37th Chief Scientist of the United States Air Force
- Incumbent
- Assumed office April 6, 2021
- President: Joe Biden
- Preceded by: Richard J. Joseph

22nd Director of the Defense Advanced Research Projects Agency
- In office September 24, 2020 – January 20, 2021
- President: Donald Trump
- Preceded by: Steven H. Walker
- Succeeded by: Stefanie Tompkins

Personal details
- Born: Greece

= Victoria Coleman =

American technologist

Victoria Stavridou-Coleman is currently serving as the 37th chief scientist of the United States Air Force. She took her oath of office on April 6, 2021, administered by the chief of staff of the United States Air Force, Gen. Charles Q. Brown Jr.

She served as the 22nd director of the Defense Advanced Research Projects Agency (DARPA); the third woman to hold such a position since the agency's inception in 1958. She was appointed on August 31, 2020, and took her oath of office on September 24, 2020, administered by the under secretary of defense for research and engineering, Michael Kratsios.
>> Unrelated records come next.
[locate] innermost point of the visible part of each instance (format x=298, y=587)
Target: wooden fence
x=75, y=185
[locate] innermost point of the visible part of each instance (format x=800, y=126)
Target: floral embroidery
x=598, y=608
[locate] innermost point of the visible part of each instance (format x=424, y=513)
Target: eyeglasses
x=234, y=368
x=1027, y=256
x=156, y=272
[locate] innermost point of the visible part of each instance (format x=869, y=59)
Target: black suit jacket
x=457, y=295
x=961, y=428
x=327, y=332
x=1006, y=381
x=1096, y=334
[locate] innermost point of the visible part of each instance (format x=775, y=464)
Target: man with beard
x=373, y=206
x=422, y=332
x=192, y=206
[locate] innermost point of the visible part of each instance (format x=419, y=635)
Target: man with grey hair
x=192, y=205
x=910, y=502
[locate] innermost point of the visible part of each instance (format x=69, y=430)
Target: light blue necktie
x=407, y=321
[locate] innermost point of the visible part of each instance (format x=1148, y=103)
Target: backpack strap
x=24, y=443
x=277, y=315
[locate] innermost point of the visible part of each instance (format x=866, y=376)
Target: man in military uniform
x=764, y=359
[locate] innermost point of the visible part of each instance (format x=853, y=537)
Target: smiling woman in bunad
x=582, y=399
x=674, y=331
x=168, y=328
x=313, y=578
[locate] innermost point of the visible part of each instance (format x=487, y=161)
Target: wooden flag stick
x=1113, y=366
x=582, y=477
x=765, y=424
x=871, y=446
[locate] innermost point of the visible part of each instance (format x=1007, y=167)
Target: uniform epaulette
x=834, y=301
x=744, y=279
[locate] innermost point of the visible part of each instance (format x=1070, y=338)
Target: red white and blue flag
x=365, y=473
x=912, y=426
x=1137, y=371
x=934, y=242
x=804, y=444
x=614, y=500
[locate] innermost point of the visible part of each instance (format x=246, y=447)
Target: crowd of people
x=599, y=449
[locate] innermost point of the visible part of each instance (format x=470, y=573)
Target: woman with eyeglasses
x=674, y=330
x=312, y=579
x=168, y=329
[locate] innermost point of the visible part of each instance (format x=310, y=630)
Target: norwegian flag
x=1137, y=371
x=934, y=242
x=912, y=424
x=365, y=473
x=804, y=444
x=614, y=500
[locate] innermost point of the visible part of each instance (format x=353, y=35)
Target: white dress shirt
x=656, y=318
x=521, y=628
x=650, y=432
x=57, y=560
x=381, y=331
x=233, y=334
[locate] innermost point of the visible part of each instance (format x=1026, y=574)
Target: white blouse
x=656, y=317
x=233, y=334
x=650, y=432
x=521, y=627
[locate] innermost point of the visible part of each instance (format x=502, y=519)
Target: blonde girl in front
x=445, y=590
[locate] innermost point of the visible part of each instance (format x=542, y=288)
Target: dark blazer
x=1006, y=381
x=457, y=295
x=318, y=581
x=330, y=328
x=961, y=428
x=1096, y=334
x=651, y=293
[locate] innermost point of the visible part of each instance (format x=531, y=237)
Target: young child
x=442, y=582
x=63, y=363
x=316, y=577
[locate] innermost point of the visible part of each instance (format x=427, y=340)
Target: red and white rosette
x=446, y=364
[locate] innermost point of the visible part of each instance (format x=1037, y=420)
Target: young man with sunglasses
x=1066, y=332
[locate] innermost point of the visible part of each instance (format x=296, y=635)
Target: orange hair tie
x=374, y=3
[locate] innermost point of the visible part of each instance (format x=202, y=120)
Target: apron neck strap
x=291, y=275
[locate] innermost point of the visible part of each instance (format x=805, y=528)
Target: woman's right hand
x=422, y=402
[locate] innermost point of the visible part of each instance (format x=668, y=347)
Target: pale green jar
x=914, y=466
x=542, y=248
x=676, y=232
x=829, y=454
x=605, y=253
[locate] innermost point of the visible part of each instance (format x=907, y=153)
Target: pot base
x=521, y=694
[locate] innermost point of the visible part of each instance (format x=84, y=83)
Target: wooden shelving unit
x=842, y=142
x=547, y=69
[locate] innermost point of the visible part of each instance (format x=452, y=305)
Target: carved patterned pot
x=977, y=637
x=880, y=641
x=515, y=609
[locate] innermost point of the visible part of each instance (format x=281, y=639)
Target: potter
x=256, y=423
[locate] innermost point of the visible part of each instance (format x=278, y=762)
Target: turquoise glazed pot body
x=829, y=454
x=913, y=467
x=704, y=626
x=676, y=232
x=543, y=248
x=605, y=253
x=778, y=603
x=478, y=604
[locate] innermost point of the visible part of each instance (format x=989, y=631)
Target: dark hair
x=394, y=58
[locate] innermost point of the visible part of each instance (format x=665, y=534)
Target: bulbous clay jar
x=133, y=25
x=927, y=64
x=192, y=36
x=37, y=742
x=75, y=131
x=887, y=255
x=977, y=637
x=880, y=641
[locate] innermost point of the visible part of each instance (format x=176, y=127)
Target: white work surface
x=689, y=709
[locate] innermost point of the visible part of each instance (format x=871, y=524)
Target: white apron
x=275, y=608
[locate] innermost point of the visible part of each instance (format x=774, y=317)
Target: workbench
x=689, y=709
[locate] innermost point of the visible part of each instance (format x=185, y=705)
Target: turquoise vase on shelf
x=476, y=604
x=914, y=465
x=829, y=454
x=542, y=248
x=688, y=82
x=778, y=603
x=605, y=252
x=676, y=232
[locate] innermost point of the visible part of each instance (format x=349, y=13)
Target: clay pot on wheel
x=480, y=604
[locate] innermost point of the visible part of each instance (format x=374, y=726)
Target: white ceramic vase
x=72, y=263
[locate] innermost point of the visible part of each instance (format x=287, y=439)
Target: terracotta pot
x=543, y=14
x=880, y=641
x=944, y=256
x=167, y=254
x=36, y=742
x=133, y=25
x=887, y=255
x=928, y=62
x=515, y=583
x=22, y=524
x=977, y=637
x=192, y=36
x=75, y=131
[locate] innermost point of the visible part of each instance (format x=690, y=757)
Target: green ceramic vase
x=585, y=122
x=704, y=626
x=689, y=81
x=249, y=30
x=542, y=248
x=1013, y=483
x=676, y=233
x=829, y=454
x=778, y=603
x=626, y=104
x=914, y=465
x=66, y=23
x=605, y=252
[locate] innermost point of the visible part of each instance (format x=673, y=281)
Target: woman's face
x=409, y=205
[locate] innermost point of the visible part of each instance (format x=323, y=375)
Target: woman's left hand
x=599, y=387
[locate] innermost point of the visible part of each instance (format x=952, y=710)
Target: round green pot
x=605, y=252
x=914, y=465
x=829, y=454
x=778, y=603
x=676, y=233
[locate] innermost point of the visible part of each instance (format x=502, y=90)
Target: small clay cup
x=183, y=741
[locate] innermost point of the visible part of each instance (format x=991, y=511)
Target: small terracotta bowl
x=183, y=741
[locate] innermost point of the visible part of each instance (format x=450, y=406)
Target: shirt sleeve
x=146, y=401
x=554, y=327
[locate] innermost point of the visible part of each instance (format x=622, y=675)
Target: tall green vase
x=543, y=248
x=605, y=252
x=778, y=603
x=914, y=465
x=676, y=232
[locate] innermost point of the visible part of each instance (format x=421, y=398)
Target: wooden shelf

Her last day at the agency was January 20, 2021.

== Career ==
She has acted as a senior advisor to the director of the Center for Information Technology Research in the Interest of Society (CITRIS) at UC Berkeley. In the past, she held the position of CEO in Atlas AI, which is a public benefit corporation bringing AI to sustainable development. Prior to Atlas AI she served as the CTO of the Wikimedia Foundation, and had the responsibility for the technology infrastructure of Wikipedia. She has also acted as a senior vice president at Technicolor where she served as CTO of its Connected Home division. Prior to Technicolor she served as Senior Vice President R&D for Harman's Infotainment division. At Yahoo! as Vice President of Engineering, she had the responsibility for membership services, presentation layer technologies, and developer relations. At Nokia as the Vice President of the Emerging Platforms she led a multi-disciplinary team with the aim of creating strategic products, which included the Nokia Z Launcher and the Nokia X line of smartphones. As the Vice President of Software Engineering at HP Palm GBU she led the webOS Platform team and built the HP TouchPad. As the vice president with Samsung's Advanced Institute of Technology in charge of the Computer Science Laboratory (San Jose, CA) she initiated the development of Tizen and the Samsung Knox line for smartphones. She was previously Intel's Director for Security Initiatives and the Director of the Trust and Manageability Laboratory in Intel's Corporate Technology Group.

She joined SRI International in 1998, after 10 years as a tenured professor in the University of London. She became the founding Director of SRI's System Design Laboratory in 1999. She is also a former Defense Science Board member, the founding Chair of DARPA's Microsystems Exploratory Council, and an adviser to companies; including Lockheed Martin and Airbus.

== Early life ==
Coleman was born in Greece. She received a B.Sc. in Electronic Computer Systems and an M.Sc. in Computer-Aided Logic Design from the University of Salford, and a Ph.D. in computer science from the University of Manchester. She holds four patents and is the author of more than 60 articles and books.